The Fayetteville Woodpeckers are a Minor League Baseball team of the Carolina League and the Single-A affiliate of the Houston Astros. They are located in Fayetteville, North Carolina, and play their home games at Segra Stadium. From 2017 to 2018, the team was known as the Buies Creek Astros and played at Jim Perry Stadium on the campus of Campbell University in Buies Creek, North Carolina.

==History==

===Buies Creek===
The Houston Astros began to scout locations for a baseball stadium to locate a team in Fayetteville in April 2016. In August 2016, a two-team expansion to the Carolina League was approved, with the first franchise assigned to Kinston, North Carolina.

The Fayetteville City Council approved plans to build a new stadium by 2019. This required the team to find a temporary location to play the 2017 and 2018 seasons. On November 17, it was announced the team would play at Jim Perry Stadium on the campus of Campbell University in Buies Creek and be known as the Buies Creek Astros for their first two seasons. The Astros signed a 30-year lease agreement with the city of Fayetteville in December 2016.

The Buies Creek Astros replaced the Bakersfield Blaze at the Class A-Advanced level, but are not the continuation of the Blaze. The Blaze folded along with the High Desert Mavericks after the 2016 season, contracting the California League and expanding the Carolina League. The Mavericks were replaced by the Kinston-based Down East Wood Ducks.

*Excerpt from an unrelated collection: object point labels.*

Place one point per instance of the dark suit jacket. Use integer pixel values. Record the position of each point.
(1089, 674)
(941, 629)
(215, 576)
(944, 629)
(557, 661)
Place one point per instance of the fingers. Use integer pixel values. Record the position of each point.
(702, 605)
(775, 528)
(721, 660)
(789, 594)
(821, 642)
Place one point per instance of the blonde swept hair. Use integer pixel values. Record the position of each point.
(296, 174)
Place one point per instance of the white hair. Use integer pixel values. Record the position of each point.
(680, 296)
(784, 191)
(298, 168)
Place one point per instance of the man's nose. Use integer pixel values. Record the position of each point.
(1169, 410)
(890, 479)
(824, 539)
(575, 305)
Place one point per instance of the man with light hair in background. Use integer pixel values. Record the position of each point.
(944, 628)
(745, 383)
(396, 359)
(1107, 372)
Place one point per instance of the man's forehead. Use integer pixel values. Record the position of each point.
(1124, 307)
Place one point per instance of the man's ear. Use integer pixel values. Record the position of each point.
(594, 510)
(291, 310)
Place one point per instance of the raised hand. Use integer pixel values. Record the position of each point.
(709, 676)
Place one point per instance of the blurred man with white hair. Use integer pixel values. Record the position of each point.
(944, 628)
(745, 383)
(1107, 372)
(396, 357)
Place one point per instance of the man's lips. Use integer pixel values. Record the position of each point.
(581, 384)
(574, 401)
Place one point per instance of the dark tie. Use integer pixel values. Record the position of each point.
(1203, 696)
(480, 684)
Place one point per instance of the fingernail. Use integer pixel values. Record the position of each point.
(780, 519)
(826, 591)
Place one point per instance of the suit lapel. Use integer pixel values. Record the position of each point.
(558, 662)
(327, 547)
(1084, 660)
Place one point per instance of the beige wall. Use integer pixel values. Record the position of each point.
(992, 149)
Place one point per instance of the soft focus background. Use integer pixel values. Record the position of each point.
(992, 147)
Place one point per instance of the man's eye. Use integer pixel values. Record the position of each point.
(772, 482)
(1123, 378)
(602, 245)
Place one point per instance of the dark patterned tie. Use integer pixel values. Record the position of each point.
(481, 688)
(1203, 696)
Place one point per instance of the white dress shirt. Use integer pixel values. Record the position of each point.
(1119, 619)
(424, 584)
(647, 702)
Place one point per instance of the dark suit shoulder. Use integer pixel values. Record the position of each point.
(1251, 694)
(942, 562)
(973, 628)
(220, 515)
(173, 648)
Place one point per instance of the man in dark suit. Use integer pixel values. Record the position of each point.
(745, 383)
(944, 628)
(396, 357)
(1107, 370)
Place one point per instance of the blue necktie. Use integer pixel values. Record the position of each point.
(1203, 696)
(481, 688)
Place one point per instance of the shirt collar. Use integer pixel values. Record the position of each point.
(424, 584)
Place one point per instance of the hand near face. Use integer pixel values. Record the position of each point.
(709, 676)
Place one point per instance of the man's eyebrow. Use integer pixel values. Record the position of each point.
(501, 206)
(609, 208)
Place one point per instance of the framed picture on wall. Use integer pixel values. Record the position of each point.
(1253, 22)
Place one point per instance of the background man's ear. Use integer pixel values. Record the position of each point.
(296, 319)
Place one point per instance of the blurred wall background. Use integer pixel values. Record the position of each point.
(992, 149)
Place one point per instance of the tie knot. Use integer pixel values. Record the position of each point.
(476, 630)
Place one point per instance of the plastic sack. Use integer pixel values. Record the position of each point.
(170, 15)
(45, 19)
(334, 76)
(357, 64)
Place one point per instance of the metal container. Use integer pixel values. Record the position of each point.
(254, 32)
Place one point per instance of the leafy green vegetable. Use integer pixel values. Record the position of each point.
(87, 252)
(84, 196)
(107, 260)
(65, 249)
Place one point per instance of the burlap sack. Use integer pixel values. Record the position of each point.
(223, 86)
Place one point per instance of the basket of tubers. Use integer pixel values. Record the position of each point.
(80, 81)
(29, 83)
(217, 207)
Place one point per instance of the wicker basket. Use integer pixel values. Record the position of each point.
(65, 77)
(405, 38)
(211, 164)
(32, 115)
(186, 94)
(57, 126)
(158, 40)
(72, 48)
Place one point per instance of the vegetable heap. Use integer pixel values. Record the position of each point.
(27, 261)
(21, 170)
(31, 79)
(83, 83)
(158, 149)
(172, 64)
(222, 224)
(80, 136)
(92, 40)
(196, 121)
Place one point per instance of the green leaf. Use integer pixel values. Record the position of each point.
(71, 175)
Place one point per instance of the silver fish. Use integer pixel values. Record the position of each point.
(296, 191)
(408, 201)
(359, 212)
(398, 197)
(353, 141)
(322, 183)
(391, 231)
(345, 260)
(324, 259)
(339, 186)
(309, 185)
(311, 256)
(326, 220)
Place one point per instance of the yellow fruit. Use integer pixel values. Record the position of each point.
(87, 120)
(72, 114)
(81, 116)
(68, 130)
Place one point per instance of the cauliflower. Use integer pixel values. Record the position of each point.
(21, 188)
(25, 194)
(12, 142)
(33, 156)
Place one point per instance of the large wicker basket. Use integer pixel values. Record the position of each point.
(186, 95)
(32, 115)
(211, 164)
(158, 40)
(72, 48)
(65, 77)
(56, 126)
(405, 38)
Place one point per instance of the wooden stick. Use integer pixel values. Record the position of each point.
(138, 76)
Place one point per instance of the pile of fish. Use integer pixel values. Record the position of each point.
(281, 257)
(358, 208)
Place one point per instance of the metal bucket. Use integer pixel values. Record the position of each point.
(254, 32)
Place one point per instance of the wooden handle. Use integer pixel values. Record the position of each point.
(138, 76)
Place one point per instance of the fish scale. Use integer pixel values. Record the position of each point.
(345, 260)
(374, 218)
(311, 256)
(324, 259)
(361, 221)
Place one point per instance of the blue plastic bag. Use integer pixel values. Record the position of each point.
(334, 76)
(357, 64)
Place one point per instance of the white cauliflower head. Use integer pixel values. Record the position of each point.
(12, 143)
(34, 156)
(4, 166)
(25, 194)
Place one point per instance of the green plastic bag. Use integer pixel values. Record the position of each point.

The Astros won the 2018 Carolina League championship.

===Fayetteville===
A name-the-team contest was launched to select a name for the team upon its move to Fayetteville. The finalists, selected from over 1,400 suggestions, were "Fatbacks," "Fly Traps," "Jumpers," "Wood Dogs," and "Woodpeckers." The chosen name, "Woodpeckers," was selected in honor of the red-cockaded woodpecker which was once plentiful in Fayetteville but is now an endangered species. The team's colors are black, gray, and red.

The Woodpeckers won in their first game, defeating the Potomac Nationals on the road by a score of 15–0 on April 4, 2019. The Woodpeckers played their first home game at Segra Stadium on April 18 against the Carolina Mudcats. Fayetteville lost to Carolina, 7–5, before a sellout crowd.

In conjunction with Major League Baseball's restructuring of Minor League Baseball in 2021, the Woodpeckers were organized into the Low-A East at the Low-A classification. In 2022, the Low-A East became known as the Carolina League, the name historically used by the regional circuit prior to the 2021 reorganization, and was reclassified as a Single-A circuit.

In December 2025, the Houston Astros sold the team, along with its other minor league affiliates (Sugar Land Space Cowboys and Corpus Christi Hooks) to Diamond Baseball Holdings.